Prólogo

71 1 2
                                    

A cada passo que Mae dava sobre a ponte de madeira com seus pés frios e descalços, ouvia-se o ranger dela e os pássaros voando pela floresta. Era um dia frio e ainda sentia-se o cheiro de terra úmida após a recente chuva e o vento jogando seus longos cachos em seu rosto.

Havia anos que ela não vinha a Sintra visitar seus tios, mas agora que ela e sua mãe se mudariam para cá, a floresta se tornaria sua segunda casa novamente.

Mae ainda parecia conhecer cada canto de lá, onde passara boa parte de sua infância brincando com seus primos ao redor do palácio da Regaleira.  A floresta era enorme, com um poço, um labirinto e outras estruturas medievais perdidas no meio dela. Ela era muito antiga e muito visitada pelos turistas que passavam por Sintra, que ficam encantados com a beleza das árvores e das paisagens parecidas com as de um universo de livro de fantasia. Várias lendas eram contadas sobre aquela floresta. Algumas para encantar as crianças, outras para as manterem longe de lá. Mas ela, Eva e Theo não temiam a floresta, lá era praticamente sua segunda casa.

O vento ficava cada vez mais forte e balançava a ponte onde Mae e seus dois primos estavam parados.
– Devíamos voltar, já está ficando tarde e hoje a noite será longa. – disse Theo.

– Sim, precisamos descansar para dançar muito hoje, não é, Mae? – disse Evangeline.

A festa. Mae estava tão perdida em seus pensamentos entre as folhas verdes da floresta que havia esquecido. Eva e Theo estavam planejando uma festa de boas vindas para Mae conhecer o pessoal novo de Sintra e reencontrar seus velhos amigos.
– Bem, a única pessoa que irá descansar aqui sou eu, enquanto vocês arrumam minha festa, é claro. – disse Mae brincando com Evangeline.

– Ótima maneira de agradecer seus primos, pequena Mae. – disse Eva encarando-a com seus enormes olhos azuis contornados com maquiagem escura, ninguém resistia àquele olhar.

– Quantas pessoas virão? – perguntou Mae.

– Talvez umas cem. Aproveitei que sua mãe e nossos pais estão em Lisboa resolvendo alguns negócios para darmos uma festa da porra! – respondeu Theo.

– Da porra? – disse Evangeline caindo na risada, Theo não era bem o que se chamaria de um bom organizador de festas, todas elas alguém acabava parando na delegacia.

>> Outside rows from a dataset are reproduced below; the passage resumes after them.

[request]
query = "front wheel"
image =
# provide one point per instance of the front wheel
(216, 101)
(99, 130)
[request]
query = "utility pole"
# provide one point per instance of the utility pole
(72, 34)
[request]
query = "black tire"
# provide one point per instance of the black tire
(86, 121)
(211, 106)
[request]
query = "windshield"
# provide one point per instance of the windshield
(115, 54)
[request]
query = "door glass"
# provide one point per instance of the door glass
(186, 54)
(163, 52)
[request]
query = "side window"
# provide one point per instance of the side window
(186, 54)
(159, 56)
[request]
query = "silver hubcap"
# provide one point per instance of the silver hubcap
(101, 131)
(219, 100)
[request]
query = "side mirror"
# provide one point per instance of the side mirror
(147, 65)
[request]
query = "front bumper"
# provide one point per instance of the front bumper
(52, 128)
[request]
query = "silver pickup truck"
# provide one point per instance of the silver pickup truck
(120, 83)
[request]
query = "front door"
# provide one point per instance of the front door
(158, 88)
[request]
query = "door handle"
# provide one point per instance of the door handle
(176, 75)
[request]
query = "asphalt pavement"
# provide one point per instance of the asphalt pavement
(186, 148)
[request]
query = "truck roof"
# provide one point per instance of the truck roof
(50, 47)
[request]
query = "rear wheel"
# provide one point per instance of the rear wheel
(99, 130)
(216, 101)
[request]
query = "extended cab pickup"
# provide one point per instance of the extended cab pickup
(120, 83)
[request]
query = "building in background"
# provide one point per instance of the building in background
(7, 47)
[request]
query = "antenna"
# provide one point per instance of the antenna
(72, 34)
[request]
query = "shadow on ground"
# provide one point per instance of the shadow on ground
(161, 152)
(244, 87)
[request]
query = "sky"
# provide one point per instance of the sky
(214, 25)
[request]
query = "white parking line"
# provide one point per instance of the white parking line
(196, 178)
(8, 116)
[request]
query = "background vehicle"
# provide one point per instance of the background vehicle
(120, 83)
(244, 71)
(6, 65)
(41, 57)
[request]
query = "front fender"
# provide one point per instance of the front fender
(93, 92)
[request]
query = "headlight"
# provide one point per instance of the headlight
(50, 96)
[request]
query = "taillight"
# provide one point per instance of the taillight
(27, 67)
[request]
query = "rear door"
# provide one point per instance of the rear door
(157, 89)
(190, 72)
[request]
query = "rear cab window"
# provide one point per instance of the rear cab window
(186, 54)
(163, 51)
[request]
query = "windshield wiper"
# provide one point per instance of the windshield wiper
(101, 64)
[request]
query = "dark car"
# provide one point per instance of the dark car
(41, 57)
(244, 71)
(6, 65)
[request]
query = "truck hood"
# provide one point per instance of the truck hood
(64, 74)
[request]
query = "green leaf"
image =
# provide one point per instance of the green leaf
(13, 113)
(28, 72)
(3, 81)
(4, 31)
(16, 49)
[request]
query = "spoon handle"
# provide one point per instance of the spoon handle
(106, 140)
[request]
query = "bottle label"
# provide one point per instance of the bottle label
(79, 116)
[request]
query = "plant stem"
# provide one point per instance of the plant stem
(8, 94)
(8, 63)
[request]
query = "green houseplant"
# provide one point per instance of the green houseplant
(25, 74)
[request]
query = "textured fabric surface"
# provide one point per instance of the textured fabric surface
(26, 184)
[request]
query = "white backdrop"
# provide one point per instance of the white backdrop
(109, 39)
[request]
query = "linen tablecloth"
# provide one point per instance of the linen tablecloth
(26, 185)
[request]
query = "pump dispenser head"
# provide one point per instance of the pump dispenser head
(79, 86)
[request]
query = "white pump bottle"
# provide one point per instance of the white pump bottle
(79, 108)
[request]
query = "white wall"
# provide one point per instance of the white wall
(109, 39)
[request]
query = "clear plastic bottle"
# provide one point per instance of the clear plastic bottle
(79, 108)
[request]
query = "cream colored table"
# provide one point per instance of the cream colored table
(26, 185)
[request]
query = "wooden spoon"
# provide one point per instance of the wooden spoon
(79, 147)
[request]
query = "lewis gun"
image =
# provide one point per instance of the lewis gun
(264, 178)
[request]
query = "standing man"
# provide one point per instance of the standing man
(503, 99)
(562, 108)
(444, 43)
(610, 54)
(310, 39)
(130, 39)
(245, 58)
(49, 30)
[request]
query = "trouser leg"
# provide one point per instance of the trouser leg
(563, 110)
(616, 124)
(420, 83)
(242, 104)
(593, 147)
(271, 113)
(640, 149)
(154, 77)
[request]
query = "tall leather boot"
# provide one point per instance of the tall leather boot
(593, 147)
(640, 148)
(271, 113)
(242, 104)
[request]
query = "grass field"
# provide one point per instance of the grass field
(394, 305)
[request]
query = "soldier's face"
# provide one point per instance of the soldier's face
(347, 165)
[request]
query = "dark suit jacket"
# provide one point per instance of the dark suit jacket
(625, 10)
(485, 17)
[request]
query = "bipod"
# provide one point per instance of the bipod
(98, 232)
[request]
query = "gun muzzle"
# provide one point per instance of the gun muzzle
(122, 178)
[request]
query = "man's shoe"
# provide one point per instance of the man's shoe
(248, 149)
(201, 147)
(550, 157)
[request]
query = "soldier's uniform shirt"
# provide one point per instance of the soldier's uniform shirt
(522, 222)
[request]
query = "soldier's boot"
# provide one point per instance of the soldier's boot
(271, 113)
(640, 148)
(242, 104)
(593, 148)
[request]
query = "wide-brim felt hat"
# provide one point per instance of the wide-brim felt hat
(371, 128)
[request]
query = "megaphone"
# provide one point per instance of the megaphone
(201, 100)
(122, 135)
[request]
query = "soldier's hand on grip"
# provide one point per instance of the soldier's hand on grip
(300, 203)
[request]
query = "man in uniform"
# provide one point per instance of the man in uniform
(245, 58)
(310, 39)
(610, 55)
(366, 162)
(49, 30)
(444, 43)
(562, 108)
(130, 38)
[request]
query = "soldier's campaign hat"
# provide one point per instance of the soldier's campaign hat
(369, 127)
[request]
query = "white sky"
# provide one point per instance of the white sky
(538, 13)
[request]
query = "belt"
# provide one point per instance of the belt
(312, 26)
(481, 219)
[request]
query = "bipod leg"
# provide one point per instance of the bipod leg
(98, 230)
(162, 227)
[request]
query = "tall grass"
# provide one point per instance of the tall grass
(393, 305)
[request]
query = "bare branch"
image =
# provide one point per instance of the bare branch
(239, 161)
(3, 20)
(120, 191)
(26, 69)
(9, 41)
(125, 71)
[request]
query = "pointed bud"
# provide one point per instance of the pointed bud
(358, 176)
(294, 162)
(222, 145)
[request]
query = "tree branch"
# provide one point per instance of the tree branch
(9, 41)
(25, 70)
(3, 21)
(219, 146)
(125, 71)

– Ah, vamos logo antes que essa ponte caía com nós ainda nela. – disse Theo correndo em direção ao fim da ponte.

Os três já estavam em frente ao palácio da Quinta, indo em direção a saída. O silêncio predominava, mas não era desconfortante para nenhum deles pois ainda se ouvia o som dos pássaros cantando. Eva e Theo viviam em um casarão com seus pais à apenas uns minutos da floresta, e como Mae, eles haviam nascido na França e se mudado para Portugal na infância.

Eva abria caminho pelo salão principal da casa, tinha janelas grandes em todo canto, o que deixava o lugar muito iluminado. A casa parecia como o interior de um museu, três andares com diversos quartos com móveis espaçosos e lustres no teto. Nada havia mudado. Mae lembrava de correr pelos corredores da casa com seus primos enquanto sua tia, Miranda, gritava para que eles tivessem cuidado.
– Vem, Mae! Vou te mostrar seu quarto, sua mãe já colocou suas coisas lá em cima. É bem do lado do meu. – disse Eva.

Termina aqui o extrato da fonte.